Procurador ataca feminismo, fala em “obrigação sexual” de mulheres e é denunciado

E-mail enviado por um procurador federal de São Paulo criticava o feminismo e associava a ideologia a problemas mentais (Foto: Getty Images)
E-mail enviado por um procurador federal de São Paulo criticava o feminismo e associava a ideologia a problemas mentais (Foto: Getty Images)

O procurador da República de São Paulo Anderson Santos enviou uma mensagem machista para uma lista interna do Ministério Público Federal. No texto, ele associava o feminismo a transtornos mentais e falava em uma “obrigação sexual” com os parceiros. Após o texto, ele foi alvo de duas representações na Corregedoria do Ministério Público.

A mensagem foi enviada para outros procuradores e tinha o título de “Feministos e Feministas” e dizia que a feminista “normalmente é uma menina que teve problemas com o (sic) pais no processo de criação e carrega muita mágoa no coração. Normalmente é uma adolescente no corpo de uma mulher. Desconhece uma literatura de qualidade e absorveu seus conhecimentos pela televisão e mais recentemente pela internet”. O trecho foi divulgado pela coluna da jornalista Malu Gaspar, do jornal O Globo.

Anderson Santos também justificava divórcios e traições em relacionamentos devido a falta de “obrigação sexual” de parceiros. “O progressismo nos convenceu que o cônjuge não tem qualquer obrigação sexual para com o seu parceiro, levando muitos à traição desnecessária, consumo de pornografia e ao divórcio”, escreveu.

“Esse é um drama vivido muito mais pelos homens diante das feministas ou falsas conservadoras. A esposa que não cumpre o débito conjugal deve ter uma boa explicação sob pena de dissolução da união e perda de todos os benefícios patrimoniais.”

Segundo o portal g1, procuradoras reagiram ao e-mail enviado por Anderson Santos e defendem que ele seja investigado pela Corregedoria.

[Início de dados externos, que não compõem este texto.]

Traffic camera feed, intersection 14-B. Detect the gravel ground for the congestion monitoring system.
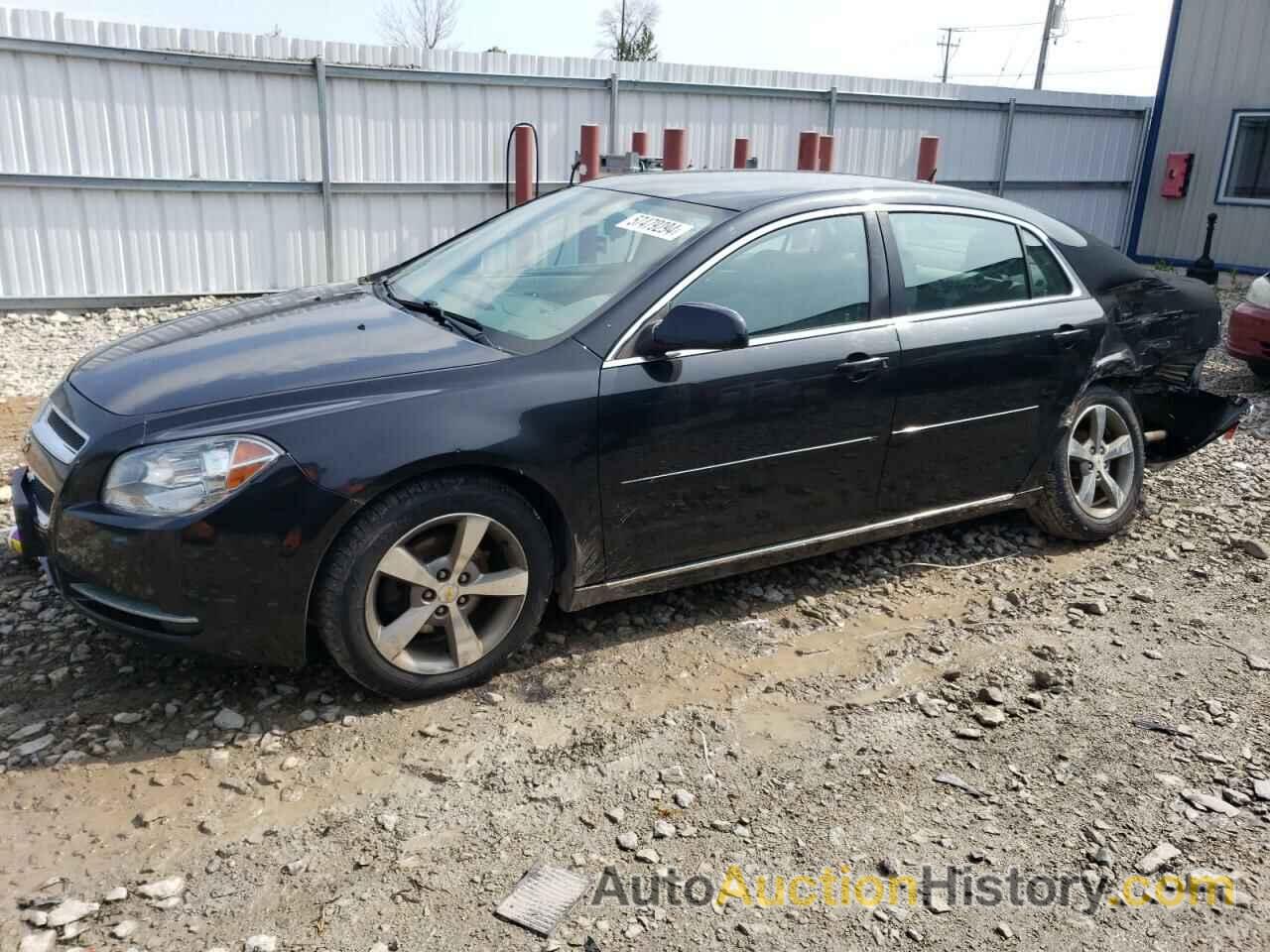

Alguns membros do MPF entendem que as falas seriam uma forma de legitimar o “estupro matrimonial”, isto é, o sexo sem consentimento dentro do casamento.

Agora, a corregedoria deve avaliar se há elementos suficientes para que a conduta do procurador seja apurada. As punições podem ser advertência, censura, suspensão ou mesmo demissão do cargo.

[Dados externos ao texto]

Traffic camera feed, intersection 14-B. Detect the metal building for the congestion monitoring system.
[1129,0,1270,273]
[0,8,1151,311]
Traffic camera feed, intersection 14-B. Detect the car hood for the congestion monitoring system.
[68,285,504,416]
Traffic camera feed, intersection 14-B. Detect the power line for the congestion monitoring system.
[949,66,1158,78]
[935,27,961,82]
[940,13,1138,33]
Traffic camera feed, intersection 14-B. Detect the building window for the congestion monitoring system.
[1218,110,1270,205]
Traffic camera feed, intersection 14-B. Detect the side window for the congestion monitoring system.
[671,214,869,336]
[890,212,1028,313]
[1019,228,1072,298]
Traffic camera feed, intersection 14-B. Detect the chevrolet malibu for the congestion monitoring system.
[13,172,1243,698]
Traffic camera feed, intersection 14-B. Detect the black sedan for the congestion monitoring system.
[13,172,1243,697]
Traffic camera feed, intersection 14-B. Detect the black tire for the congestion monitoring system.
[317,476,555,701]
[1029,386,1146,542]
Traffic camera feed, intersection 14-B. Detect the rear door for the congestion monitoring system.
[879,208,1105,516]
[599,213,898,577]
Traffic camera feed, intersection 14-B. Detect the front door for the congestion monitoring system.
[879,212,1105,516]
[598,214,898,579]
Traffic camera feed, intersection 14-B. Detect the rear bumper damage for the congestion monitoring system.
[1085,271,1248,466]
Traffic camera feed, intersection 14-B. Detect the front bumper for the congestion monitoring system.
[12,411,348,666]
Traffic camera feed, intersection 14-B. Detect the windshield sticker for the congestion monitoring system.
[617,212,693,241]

Ao g1, Anderson Santos nega que tenha defendido o estupro e disse que o comentário feito na rede interna foi feito para debater a monogamia e questionar a criminalização do adultério.

“Não é o caso de cobrar e exigir que a mulher faça sexo. É dá ensejo a se for reiterado [a falta de sexo] ao pedido de divórcio. Eles querem, na verdade, dizer que estou defendendo estupro de mulheres. Claro, se defendesse, seria uma incitação ao crime, mais do que quebra de decoro, seria caso de ação penal pública”, justificou.